The MAU At Last

0119_we32106_top.jpg

After what feels like an inexcusably long time, the WE32106 Math Acceleration Unit (MAU) has been merged into the main SIMH tree, and the 3B2/400 simulator has support for it.

This project was one of the most tedious, boring, and yet educational projects I have worked on. Join me now as I recount the harrowing details.

In The Beginning

Way back in September 2018, almost nine months ago (coincidentally, the time it takes to make an entire human being from scratch) I posted an article here titled “3B2 Math Acceleration”, in which I discussed my first few halting steps at what would later become the WE32106 Math Acceleration Unit. It was, to put it bluntly, incredibly naive. I discussed my attempts at using native floating point math to emulate the MAU, and how, by luck and happenstance, the native long double type in GCC on a 64-bit Intel x86 just happened to use IEEE-754 extended double precision format encoding. I reasoned that I could probably get away with just doing native math and wipe my hands of the whole situation.

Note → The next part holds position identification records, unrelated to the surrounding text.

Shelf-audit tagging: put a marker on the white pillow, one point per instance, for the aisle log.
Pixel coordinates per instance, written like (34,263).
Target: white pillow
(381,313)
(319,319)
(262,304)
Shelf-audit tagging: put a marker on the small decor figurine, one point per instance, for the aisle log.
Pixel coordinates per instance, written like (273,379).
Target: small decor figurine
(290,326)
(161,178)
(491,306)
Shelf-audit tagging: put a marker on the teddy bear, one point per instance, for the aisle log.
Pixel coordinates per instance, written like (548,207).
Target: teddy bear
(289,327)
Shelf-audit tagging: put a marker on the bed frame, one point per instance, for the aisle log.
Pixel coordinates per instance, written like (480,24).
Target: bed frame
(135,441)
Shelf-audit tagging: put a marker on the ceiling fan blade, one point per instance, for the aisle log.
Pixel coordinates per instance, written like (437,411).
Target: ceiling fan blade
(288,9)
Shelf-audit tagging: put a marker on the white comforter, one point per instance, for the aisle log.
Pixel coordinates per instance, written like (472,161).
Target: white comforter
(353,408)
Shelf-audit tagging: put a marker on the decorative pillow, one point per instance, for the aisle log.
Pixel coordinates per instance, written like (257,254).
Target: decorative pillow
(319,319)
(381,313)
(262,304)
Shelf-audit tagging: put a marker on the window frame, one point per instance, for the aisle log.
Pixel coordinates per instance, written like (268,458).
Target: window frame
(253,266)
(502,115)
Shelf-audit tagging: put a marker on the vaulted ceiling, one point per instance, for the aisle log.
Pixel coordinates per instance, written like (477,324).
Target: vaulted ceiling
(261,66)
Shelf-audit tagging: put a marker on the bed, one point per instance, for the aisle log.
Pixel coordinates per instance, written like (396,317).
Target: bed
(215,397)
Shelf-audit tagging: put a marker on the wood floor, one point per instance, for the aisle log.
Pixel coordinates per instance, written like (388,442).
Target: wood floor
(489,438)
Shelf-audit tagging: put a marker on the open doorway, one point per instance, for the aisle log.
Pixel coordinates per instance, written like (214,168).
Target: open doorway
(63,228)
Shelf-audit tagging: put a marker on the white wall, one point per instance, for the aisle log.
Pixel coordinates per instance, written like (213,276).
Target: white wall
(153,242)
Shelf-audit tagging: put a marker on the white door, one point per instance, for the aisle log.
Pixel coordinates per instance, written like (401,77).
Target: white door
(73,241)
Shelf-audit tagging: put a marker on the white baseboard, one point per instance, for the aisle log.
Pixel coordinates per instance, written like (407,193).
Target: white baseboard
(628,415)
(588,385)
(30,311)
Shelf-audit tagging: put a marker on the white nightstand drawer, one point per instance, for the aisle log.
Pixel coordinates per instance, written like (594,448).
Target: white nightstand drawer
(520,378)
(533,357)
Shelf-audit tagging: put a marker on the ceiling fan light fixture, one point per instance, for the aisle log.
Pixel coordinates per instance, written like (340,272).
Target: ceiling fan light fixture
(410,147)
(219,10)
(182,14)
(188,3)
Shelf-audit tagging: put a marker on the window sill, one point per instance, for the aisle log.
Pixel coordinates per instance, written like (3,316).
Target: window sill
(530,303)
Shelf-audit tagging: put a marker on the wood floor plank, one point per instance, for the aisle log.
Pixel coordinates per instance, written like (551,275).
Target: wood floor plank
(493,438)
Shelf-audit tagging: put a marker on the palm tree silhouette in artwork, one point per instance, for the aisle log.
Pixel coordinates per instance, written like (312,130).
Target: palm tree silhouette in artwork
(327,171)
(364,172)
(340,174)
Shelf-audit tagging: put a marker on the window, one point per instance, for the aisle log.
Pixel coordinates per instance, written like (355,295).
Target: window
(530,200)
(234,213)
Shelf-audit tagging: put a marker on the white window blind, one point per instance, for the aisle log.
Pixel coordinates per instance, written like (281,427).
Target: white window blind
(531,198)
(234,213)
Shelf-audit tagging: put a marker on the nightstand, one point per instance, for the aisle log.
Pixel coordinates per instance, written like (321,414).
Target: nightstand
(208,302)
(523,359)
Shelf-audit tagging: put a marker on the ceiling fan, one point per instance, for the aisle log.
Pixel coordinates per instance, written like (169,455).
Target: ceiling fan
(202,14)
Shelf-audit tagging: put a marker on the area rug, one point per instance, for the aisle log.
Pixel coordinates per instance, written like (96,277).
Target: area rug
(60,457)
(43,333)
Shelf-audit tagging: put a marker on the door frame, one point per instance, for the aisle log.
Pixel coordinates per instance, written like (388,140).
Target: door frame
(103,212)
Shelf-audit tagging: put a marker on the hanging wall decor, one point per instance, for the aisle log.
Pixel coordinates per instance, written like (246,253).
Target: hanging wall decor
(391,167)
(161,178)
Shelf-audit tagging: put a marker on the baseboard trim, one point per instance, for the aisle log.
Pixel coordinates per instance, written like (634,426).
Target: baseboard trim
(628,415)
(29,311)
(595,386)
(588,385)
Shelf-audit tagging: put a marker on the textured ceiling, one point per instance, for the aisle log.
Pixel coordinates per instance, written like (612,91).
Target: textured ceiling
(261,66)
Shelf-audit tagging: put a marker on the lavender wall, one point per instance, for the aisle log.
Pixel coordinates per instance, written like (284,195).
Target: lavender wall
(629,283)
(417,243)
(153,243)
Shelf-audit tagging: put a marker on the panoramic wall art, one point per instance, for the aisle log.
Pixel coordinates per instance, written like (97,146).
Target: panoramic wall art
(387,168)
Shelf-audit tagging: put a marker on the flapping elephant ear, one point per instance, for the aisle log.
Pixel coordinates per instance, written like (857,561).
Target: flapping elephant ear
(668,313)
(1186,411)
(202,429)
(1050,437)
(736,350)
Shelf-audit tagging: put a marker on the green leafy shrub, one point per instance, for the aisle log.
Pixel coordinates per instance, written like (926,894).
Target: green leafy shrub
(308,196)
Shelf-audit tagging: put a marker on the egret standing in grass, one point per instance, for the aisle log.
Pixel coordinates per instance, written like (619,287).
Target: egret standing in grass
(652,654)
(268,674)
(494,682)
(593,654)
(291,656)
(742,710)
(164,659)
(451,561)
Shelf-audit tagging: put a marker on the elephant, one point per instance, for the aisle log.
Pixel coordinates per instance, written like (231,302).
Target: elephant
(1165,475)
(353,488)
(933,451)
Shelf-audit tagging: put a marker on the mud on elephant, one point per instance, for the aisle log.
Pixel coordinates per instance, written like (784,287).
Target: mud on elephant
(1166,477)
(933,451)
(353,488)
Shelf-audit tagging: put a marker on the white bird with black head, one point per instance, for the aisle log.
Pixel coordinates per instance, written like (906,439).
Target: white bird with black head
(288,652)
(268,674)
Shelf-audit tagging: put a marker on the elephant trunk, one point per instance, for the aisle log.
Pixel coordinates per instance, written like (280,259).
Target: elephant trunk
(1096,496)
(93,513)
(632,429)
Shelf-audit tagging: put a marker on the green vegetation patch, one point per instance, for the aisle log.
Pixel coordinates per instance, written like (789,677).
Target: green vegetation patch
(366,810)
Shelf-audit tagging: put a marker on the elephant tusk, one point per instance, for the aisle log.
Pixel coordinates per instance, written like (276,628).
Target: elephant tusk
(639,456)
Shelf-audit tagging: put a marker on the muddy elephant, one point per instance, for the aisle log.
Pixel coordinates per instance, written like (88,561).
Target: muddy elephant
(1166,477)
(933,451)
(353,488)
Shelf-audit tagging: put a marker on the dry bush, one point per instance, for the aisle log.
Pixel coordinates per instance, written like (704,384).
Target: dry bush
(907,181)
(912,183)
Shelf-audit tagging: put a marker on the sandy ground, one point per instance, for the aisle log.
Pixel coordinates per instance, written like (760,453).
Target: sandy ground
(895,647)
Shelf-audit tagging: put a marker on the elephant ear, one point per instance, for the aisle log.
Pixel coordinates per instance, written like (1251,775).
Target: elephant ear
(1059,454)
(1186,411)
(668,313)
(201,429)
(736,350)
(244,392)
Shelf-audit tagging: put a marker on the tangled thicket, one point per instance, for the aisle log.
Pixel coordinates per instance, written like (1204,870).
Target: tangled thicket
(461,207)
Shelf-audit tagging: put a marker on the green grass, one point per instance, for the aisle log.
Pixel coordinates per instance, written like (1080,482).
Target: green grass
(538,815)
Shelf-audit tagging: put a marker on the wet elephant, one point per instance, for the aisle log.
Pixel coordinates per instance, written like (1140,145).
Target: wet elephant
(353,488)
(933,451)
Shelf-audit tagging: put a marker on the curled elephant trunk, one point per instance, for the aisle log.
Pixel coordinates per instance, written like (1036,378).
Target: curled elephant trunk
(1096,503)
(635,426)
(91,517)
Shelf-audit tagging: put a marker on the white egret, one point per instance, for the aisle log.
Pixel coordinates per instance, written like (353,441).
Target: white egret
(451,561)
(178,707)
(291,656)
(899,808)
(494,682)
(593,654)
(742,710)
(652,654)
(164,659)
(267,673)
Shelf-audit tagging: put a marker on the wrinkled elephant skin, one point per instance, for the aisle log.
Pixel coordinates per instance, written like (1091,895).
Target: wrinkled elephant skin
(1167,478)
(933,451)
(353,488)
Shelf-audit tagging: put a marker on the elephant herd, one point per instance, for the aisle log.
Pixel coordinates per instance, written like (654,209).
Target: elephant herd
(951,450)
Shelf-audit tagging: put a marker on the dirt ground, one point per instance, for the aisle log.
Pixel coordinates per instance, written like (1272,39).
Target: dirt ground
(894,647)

This was, of course, a startlingly bad and stupid idea.

A small prototype of the code worked. But it worked for me, on Linux, on a particular version of GCC, on a particular kernel, on a particular day. There was no guarantee it would work on any other platform, or any other version of GCC, or on any other compiler for that matter.

Not only that, but the underlying algorithms used for rounding and truncation would of course have been IEEE-754 2008, if I got lucky. But the WE32106 is not IEEE-754 2008. It implements a draft version of IEEE-754 1985.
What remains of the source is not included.